春隣

『日本蒙昧前史』  磯崎憲一郎

 先週今週と、心に引っかかっていた内視鏡検査が終わった。概ね問題はなかったが一部生検があり、詳しい結果を聞くのは今月中旬となる。案じていた胃カメラは鎮静剤の使用を選択したため眠っている間に全て終了、全く苦痛はなかった。むしろ検査当日よりそれまでの食事制限や飲酒制限(さほど酒飲みではないが、毎夕食の少々のワイン習慣)にうんざりした。苛ついている当方からのとばっちりに戦々恐々としていた(?)連れ合いも、まあ、終わってよかったとホッとした様子。

 さて、上記の本である。1970年(S45)から1985年(S60)までの蒙昧前史である。前史というのは恐らくバブル時代(1985年から)を考えてのことに違いない。いくつかの出来事が取り上げられいるが、必ずしも時系列的ではない。1984年のグリコ森永事件から始まって、1970年の大阪万博1972年の横井庄一さんの帰還で話は終わる。

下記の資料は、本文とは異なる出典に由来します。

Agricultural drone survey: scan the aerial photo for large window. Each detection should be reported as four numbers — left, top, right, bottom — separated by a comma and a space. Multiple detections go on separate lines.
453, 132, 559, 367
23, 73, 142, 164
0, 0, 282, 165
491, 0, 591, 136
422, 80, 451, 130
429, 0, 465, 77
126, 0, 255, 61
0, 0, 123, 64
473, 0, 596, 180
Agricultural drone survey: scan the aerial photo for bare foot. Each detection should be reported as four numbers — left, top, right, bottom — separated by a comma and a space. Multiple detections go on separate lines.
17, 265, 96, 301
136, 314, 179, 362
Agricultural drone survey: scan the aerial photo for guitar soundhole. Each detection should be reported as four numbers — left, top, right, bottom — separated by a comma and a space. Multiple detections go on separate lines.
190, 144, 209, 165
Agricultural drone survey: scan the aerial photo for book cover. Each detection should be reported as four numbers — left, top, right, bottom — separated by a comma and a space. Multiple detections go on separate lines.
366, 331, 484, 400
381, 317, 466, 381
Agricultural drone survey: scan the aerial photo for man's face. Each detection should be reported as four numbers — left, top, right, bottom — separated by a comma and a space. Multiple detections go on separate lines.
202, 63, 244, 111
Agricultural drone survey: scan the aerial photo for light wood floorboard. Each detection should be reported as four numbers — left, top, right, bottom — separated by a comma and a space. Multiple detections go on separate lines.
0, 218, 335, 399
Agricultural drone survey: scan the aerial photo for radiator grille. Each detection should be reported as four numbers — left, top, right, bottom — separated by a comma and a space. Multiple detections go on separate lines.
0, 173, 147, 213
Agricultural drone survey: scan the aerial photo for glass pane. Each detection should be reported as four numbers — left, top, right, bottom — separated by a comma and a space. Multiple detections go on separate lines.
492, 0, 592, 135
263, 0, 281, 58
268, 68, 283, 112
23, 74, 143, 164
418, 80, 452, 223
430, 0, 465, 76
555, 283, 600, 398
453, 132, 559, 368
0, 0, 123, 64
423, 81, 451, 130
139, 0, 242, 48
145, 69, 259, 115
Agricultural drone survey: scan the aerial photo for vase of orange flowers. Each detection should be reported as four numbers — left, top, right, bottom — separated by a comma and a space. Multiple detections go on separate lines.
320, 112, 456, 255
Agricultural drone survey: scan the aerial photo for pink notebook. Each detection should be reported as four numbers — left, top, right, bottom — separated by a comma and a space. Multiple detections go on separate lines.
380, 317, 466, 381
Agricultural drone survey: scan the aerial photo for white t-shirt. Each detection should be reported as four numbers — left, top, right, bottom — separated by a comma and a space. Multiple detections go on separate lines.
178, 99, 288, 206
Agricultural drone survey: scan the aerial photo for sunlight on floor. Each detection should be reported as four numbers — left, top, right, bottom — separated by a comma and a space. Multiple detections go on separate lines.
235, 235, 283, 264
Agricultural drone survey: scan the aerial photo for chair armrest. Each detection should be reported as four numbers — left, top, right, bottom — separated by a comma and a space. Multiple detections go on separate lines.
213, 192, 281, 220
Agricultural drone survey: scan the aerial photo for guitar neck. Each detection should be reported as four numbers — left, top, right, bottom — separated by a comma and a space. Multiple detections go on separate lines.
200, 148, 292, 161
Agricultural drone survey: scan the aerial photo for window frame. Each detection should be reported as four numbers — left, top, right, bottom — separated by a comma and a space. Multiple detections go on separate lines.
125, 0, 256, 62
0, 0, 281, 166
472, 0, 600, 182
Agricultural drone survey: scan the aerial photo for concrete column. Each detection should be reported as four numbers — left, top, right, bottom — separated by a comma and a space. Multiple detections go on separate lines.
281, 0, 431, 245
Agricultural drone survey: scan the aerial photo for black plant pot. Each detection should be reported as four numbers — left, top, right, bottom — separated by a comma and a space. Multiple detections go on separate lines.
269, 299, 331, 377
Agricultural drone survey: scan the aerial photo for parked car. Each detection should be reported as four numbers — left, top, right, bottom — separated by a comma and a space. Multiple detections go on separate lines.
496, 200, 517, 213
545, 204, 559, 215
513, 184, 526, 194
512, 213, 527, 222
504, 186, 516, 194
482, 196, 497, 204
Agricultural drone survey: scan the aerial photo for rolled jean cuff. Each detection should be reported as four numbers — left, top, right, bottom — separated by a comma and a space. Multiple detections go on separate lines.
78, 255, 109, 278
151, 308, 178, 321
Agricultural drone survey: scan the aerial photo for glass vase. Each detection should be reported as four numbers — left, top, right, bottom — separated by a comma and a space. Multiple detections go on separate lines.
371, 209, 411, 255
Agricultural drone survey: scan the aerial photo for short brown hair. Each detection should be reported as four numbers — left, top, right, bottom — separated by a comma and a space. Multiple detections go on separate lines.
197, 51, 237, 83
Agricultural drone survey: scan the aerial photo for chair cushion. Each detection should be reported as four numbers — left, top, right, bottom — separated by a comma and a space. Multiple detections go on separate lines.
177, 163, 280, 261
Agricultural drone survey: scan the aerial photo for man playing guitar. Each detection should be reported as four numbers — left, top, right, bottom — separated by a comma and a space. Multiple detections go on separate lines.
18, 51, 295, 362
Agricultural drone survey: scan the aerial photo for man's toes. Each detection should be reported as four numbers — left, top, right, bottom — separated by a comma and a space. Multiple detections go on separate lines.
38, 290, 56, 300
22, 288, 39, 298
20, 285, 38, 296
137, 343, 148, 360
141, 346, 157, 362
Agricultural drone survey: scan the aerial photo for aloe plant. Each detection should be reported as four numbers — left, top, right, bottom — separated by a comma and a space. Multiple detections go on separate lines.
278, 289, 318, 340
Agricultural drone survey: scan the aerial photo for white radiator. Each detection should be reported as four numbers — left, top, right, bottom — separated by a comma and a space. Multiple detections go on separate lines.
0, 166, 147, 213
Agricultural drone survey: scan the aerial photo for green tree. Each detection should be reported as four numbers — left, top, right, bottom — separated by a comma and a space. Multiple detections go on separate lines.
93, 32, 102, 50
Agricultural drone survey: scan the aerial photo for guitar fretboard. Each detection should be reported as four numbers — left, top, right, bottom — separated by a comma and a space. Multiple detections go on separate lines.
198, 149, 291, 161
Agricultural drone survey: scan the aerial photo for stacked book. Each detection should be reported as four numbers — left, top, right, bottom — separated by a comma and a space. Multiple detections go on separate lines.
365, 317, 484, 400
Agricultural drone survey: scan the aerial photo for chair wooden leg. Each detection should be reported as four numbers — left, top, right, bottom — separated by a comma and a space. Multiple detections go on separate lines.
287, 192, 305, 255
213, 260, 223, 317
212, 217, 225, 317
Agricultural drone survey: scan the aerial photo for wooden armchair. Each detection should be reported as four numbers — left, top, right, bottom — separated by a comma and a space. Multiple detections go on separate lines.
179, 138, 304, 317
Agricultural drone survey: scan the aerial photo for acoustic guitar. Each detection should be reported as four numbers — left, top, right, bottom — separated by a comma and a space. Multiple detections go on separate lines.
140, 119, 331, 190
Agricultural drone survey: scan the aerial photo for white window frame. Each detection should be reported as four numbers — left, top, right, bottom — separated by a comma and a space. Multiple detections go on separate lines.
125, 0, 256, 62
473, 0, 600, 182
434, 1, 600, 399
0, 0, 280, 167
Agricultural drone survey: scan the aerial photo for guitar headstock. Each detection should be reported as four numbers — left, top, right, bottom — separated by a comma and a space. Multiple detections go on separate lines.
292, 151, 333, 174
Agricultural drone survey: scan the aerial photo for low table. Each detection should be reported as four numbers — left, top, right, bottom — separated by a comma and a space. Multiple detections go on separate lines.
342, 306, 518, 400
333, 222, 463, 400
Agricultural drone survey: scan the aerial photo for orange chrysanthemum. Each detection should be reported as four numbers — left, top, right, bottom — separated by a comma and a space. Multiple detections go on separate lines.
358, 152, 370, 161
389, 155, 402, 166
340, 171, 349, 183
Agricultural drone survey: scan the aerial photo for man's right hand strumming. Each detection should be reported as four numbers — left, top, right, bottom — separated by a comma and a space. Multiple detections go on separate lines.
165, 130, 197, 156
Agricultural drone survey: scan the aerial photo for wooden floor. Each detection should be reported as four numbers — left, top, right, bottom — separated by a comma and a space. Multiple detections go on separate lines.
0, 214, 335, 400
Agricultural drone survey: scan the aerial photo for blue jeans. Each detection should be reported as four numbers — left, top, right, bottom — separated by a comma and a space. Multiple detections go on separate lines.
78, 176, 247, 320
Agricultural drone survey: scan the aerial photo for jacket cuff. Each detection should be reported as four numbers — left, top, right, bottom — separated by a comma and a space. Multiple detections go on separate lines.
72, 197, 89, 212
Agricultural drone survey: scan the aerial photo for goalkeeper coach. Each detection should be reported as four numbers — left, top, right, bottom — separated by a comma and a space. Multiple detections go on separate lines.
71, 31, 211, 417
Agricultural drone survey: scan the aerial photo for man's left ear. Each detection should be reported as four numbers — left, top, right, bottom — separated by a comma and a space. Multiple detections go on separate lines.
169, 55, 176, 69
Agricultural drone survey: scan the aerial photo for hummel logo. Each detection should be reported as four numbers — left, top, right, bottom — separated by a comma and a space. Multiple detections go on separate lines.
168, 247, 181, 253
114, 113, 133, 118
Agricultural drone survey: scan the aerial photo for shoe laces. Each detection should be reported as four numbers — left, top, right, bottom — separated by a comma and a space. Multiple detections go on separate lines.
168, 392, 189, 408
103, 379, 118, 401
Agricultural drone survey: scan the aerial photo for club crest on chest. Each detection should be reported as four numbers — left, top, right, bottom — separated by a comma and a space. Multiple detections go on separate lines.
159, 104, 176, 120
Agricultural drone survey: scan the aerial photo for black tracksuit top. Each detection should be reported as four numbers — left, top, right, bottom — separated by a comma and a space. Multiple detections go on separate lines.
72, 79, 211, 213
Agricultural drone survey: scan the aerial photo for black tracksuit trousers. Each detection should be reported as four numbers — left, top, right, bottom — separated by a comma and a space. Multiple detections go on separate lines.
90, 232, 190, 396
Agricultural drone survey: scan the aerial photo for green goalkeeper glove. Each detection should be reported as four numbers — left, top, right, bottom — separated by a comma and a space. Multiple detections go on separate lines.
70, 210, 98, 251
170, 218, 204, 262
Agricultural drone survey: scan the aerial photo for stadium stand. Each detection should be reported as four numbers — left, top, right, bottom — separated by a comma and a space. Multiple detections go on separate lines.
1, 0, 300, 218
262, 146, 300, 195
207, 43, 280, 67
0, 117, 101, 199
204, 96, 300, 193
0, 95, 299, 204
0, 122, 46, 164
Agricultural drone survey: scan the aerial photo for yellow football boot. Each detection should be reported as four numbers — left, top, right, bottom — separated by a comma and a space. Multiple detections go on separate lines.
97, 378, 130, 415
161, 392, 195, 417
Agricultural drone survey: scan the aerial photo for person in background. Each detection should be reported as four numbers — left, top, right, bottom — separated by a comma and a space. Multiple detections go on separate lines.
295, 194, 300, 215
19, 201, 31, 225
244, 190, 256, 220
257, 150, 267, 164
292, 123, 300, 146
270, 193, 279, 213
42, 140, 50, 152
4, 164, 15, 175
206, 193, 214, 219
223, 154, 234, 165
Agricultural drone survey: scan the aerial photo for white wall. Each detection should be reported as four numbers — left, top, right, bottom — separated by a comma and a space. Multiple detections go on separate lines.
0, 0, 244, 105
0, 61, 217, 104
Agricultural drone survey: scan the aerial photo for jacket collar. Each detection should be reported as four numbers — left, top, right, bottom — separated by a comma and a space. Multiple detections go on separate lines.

 大きく取り上げられているのは、「日本で初めての五つ子のお父さん」、「日本万博博覧会での目玉男」、「グアム島からの帰還兵横井庄一さん」である。フィクションであると断られてはいるものの、モデルが明らかである人物の心情を、当事者になって見てきたように語るのは人権的に問題はないのだろうか。

 そうはいいながら、当時の話題の人たちだからゴシップ記事を読むような面白さはある。チコちゃんではないが、噂話は蜜の味がするのだ。

 この本によれば、大成功におわったという1970年の万博も、すったもんだの出発だったらしい。会長人事は難航、会場誘致も決まらず、なにひとつはかばかしく進まなかったのに、蓋を開ければ大盛況。9月13日までに6421万人が来場したという。これに合わせて万博への送電として敦賀原発の運転も始まったというのだが、蒙昧なるわれわれは「人類の進歩と調和」を信じて疑わず、こぞって千里の丘を訪れたのだ。

 遅々として進まぬ2025年の大阪・関西万博のテーマは「いのち輝く未来社会のデザイン」だそうだが、前回から半世紀「人類の進歩と調和」が無残に地に落ちた今、なんと虚しいスローガンであろうか。蒙昧なる国はさらに蒙昧な歴史を重ねようというのだろうか。

「渦中にある時は何が起こっているか知らず、過ぎ去った後になって初めてその出来事の意味を知るならば、未来でなく過去のどこか一点は・・・はかなく短い歴史のかりそめの頂点だったかもしれない。」

 高度成長を経てバブル時代に突入するまでのこの時代、子育て最中で働き盛り、蒙昧な身にとってもかりそめの頂点だったかもしれないと思うばかりだ。